Teknologi diciptakan manusia untuk memudahkan segala aktivitas manusia, sehingga hampir seluruh aspek kehidupan manusia menggunakan teknologi dan komputerisasi. Karena tidak dapat dipungkiri bahwa di era yang membutuhkan informasi serba cepat, teknologi memang sangat diperlukan dan bermanfaat bagi manusia. Dalam kehidupan sehari-hari, telah diciptakan berbagai alat rumah tangga yang dirancang sedemikian rupa untuk mempermudah penggunaannya dan semakin canggih dengan pengendalian komputer. Dengan teknologi berbagai aktivitas dapat berjalan lebih cepat, efektif dan efisien, sehingga tidak heran jika manusia di zaman ini merasa sangat membutuhkan teknologi.

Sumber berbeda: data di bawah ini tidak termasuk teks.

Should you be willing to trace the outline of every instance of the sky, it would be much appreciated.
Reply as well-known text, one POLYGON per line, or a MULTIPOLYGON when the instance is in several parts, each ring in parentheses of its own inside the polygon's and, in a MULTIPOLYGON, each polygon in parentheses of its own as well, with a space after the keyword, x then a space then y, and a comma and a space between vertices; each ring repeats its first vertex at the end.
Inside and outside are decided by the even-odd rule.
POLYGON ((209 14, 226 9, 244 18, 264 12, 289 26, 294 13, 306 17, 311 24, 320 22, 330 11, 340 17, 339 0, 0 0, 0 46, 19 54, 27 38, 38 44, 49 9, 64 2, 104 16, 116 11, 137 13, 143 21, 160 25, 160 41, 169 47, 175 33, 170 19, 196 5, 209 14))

Telah banyak teknologi yang dipergunakan oleh manusia pada aktivitas sehari-harinya, baik dari handphone yang semakin bervariasi dan internet yang mempermudah menemukan informasi dengan berbagai fasilitas yang disediakannya. Namun teknologi yang sangat melekat pada masyarakat adalah televisi. Setelah televisi muncul sebagai inovasi baru teknologi yang dapat memberikan informasi melalui suara dan gambar dari berbagai wilayah, bahkan dari luar negeri, keberadaan radio sebagai teknologi sumber informasi sedikit terabaikan. Walaupun saat ini ada internet yang dapat memberikan sumber informasi lebih lengkap dan cepat, namun keberadaan televisi masih belum dapat dilepaskan dari kehidupan masyarakat, termasuk di Indonesia. Televisi kini tidak lagi menjadi barang tersier atau barang mewah bagi masyarakat, bahkan telah menjadi barang premier atau paling tidak sekunder bagi hampir seluruh lapisan masyarakat, bagi masyarakat pedesaan sekalipun. Televisi kini muncul dengan berbagai macam merk dan harga yang sangat mudah dijangkau semua kalangan, sehingga tidak heran hampir semua rumah tangga memiliki minimal satu televisi dirumahnya. Hal ini membuat televisi semakin tidak bisa terlepas dari kehidupan masyarakat. Tidak hanya dari merk dan harga, tetapi televisi semakin diperlengkap dengan berbagai fasilitas dan bentuk yang semakin efisien. Sebagai contoh, munculnya TV Flat atau LCD TV yang menawarkan bentuk televisi yang lebih kecil dan ramping, atau adanya TV kabel dengan berbagai nama yang semakin memperbanyak pilihan saluran dan acara yang dapat dinikmati melalui televisi, bahkan saat ini PT Telkom telah mengembangkan televisi berbasis internet protocol (IPTV) yang akan menambah fasilitas televisi yang dapat dinikmati para penonton televisi di Indonesia.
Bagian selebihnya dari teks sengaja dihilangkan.